Altro che malattia del passato. La sifilide c’è e non se ne è mai andata. Anzi, sta iniziando a diffondersi in modo drammaticamente preoccupante. A lanciare l’allarme, con la consueta schiettezza che lo contraddistingue, è Matteo Bassetti, direttore della Clinica Malattie Infettive dell’Ospedale Policlinico San Martino di Genova. Attraverso un post su Instagram ha avvertito che la sifilide è in vertiginosa ascesa, specialmente tra i “giovanissimi”. In questo momento “arriva dal Sud America, esattamente dal Perù”, spiega Bassetti, il quale sottolinea anche che riguarda l’Italia dove “c’è un aumento impressionante di casi soprattutto tra i più giovani, parliamo anche di 15-16-17enni”.
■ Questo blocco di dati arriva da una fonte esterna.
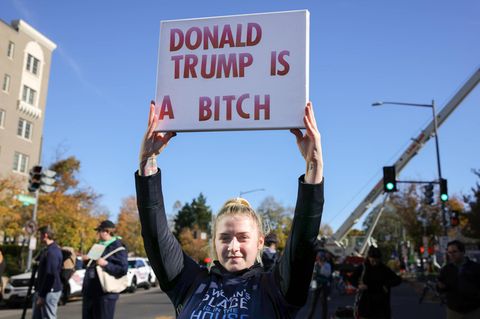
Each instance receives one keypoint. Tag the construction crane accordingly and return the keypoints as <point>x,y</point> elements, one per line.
<point>333,243</point>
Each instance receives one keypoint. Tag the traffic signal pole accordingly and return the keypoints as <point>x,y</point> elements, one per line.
<point>439,167</point>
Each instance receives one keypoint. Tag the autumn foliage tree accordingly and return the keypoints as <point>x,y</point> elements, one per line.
<point>277,218</point>
<point>196,215</point>
<point>70,210</point>
<point>129,228</point>
<point>194,245</point>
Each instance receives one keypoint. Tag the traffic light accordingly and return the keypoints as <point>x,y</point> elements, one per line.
<point>41,180</point>
<point>443,190</point>
<point>389,179</point>
<point>428,194</point>
<point>35,179</point>
<point>454,218</point>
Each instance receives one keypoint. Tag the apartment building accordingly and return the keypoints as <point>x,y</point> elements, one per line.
<point>25,59</point>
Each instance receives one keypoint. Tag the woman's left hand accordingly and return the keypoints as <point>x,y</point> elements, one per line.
<point>310,147</point>
<point>102,262</point>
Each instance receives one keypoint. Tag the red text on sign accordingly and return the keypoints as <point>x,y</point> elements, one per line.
<point>222,107</point>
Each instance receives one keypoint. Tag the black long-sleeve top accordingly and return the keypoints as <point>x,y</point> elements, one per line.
<point>251,293</point>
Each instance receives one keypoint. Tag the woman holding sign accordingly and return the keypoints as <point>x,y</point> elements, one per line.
<point>236,286</point>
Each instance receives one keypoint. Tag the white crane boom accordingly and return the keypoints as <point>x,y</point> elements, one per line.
<point>407,155</point>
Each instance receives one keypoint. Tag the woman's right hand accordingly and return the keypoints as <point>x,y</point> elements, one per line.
<point>153,144</point>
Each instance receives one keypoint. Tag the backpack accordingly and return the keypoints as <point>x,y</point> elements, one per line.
<point>68,262</point>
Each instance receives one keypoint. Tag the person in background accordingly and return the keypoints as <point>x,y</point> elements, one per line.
<point>322,274</point>
<point>48,286</point>
<point>269,254</point>
<point>236,286</point>
<point>68,268</point>
<point>374,281</point>
<point>96,303</point>
<point>460,281</point>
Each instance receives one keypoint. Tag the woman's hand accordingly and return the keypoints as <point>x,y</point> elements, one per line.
<point>102,262</point>
<point>153,144</point>
<point>310,147</point>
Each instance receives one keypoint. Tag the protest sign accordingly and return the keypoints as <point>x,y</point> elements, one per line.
<point>239,72</point>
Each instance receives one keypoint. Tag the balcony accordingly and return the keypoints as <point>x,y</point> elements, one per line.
<point>28,109</point>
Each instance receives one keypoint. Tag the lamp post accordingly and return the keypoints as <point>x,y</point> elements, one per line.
<point>251,191</point>
<point>434,114</point>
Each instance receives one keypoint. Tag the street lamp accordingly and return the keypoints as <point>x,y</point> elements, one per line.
<point>251,191</point>
<point>432,106</point>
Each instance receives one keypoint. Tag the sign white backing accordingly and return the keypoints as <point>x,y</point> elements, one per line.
<point>233,73</point>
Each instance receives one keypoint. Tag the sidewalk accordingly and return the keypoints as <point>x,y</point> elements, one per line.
<point>404,301</point>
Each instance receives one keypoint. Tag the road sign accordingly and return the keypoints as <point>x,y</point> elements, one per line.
<point>27,200</point>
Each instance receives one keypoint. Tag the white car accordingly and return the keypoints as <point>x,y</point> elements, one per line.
<point>17,286</point>
<point>139,274</point>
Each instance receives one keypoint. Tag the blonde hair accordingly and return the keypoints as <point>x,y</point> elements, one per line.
<point>233,207</point>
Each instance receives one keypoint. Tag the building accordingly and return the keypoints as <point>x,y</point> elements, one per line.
<point>25,59</point>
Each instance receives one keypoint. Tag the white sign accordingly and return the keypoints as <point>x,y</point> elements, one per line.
<point>240,72</point>
<point>96,251</point>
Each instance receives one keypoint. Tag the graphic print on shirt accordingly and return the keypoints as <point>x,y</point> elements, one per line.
<point>217,304</point>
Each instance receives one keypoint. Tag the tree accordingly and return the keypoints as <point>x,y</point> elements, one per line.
<point>203,213</point>
<point>185,218</point>
<point>472,213</point>
<point>197,248</point>
<point>418,218</point>
<point>197,213</point>
<point>129,228</point>
<point>326,230</point>
<point>277,219</point>
<point>388,231</point>
<point>70,210</point>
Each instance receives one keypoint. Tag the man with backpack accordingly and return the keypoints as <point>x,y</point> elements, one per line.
<point>48,286</point>
<point>68,268</point>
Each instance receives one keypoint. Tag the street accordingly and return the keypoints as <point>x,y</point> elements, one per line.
<point>143,304</point>
<point>404,301</point>
<point>153,304</point>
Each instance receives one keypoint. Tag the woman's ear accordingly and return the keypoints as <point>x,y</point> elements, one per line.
<point>261,241</point>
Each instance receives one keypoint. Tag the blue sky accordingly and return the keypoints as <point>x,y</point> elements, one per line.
<point>104,72</point>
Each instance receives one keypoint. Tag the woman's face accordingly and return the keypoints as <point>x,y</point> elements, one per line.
<point>237,242</point>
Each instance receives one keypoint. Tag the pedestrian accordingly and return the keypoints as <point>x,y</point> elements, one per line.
<point>374,281</point>
<point>48,286</point>
<point>322,275</point>
<point>236,286</point>
<point>269,254</point>
<point>460,281</point>
<point>96,303</point>
<point>68,268</point>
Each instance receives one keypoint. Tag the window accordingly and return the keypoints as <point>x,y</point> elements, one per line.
<point>20,163</point>
<point>32,64</point>
<point>29,95</point>
<point>6,83</point>
<point>2,118</point>
<point>24,129</point>
<point>11,49</point>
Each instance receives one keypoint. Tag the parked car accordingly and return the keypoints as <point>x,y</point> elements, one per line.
<point>139,274</point>
<point>17,286</point>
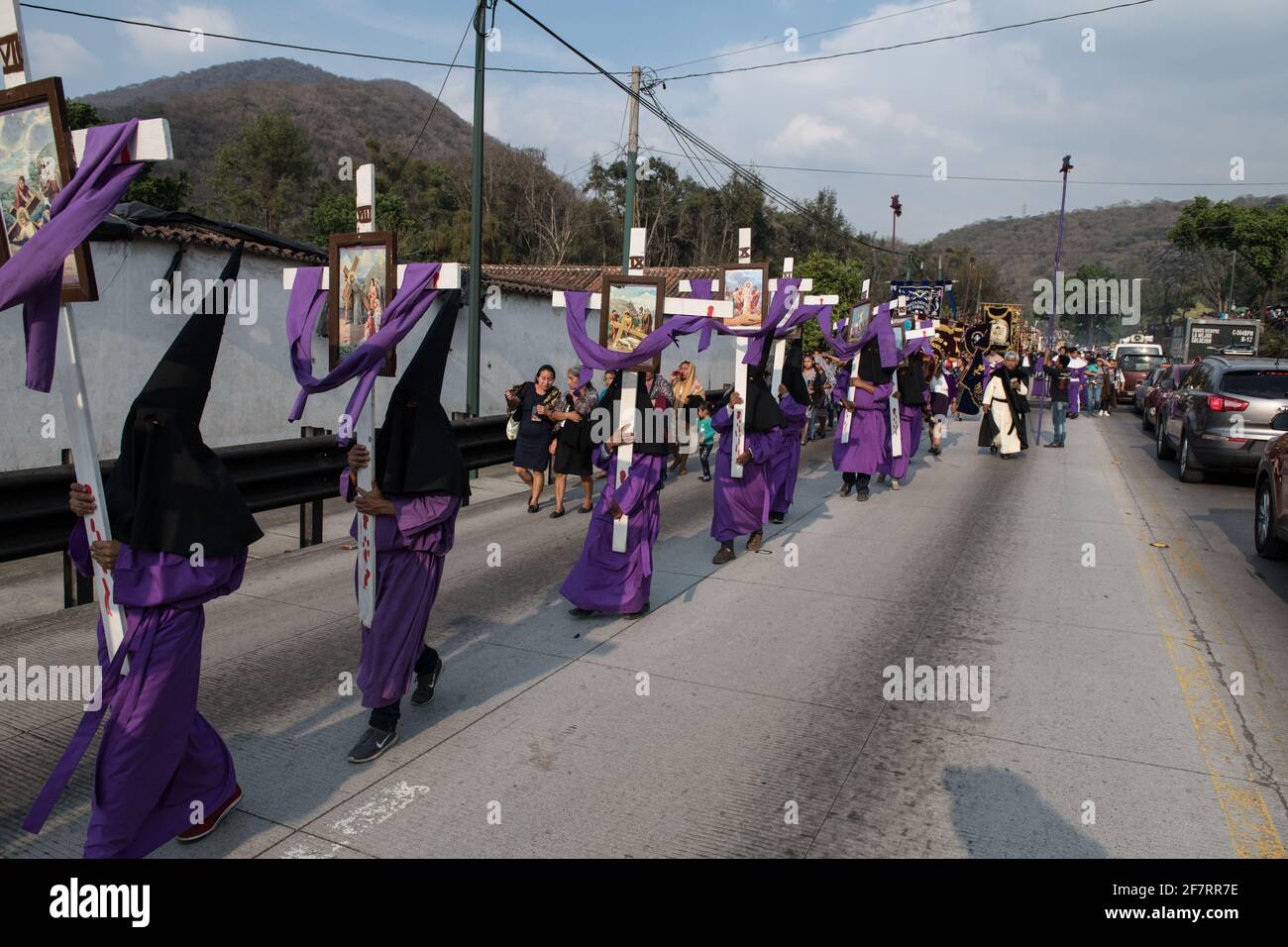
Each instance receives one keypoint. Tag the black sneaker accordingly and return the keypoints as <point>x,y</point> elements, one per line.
<point>373,744</point>
<point>425,684</point>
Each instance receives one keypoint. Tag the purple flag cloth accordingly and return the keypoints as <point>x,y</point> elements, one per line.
<point>158,754</point>
<point>671,329</point>
<point>741,505</point>
<point>34,274</point>
<point>870,438</point>
<point>410,303</point>
<point>412,545</point>
<point>879,328</point>
<point>786,464</point>
<point>619,582</point>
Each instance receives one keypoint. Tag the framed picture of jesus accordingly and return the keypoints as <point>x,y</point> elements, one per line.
<point>630,308</point>
<point>37,161</point>
<point>747,287</point>
<point>364,277</point>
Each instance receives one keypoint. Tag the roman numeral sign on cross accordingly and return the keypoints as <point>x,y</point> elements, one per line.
<point>150,144</point>
<point>671,305</point>
<point>741,343</point>
<point>365,428</point>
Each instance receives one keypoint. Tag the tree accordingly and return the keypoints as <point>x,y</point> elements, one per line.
<point>263,175</point>
<point>1257,236</point>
La sifilide è un’infezione causata dal batterio Treponema pallidum, che si trasmette esclusivamente per contatto diretto, prevalentemente attraverso rapporti sessuali o contatti oro-genitali che rivestono un ruolo molto importante nella trasmissione della malattia. Le persone che rischiano di contrarla sono soprattutto coloro che hanno rapporti sessuali non protetti. “La sifilide – spiega Bassetti nel video – è una malattia sessualmente trasmessa che se curata bene non dà problemi. Ma se non viene identificata bene, con i test, può dare problemi”.
La sifilide è una “grande simulatrice”. Può apparire come un piccolo nodulo indolore (sifiloma) che poi scompare da solo, illudendo il paziente di essere guarito. Ma è solo un trucco: il batterio, il Treponema pallidum, rimane nell’organismo, pronto a colpire a distanza di mesi o anni. Il sospetto diagnostico va sempre confermato con esami diretti (una sorta di tampone della lesione) oppure con specifici esami del sangue, che di solito diventano positivi non prima di quattro settimane dall’infezione. “Non è solo un problema di salute del singolo, ma di salute pubblica”, sottolinea Bassetti. “Curare la sifilide oggi è facile, ma bisogna diagnosticarla in tempo per evitare danni seri al sistema nervoso e cardiovascolare”, avverte.
L’appello di Bassetti non vuole essere una ramanzina vecchio stampo, ma un richiamo alla realtà. La soluzione non è l’astinenza, ma la consapevolezza. Fare i test periodicamente non deve essere motivo di vergogna, ma un atto di self-care (e di rispetto verso gli altri) tanto quanto andare in palestra o seguire una skin-care routine. “Il preservativo rimane lo strumento migliore per difendersi da tutte le infezioni sessualmente trasmesse, compresa la sifilide””, conclude Bassetti.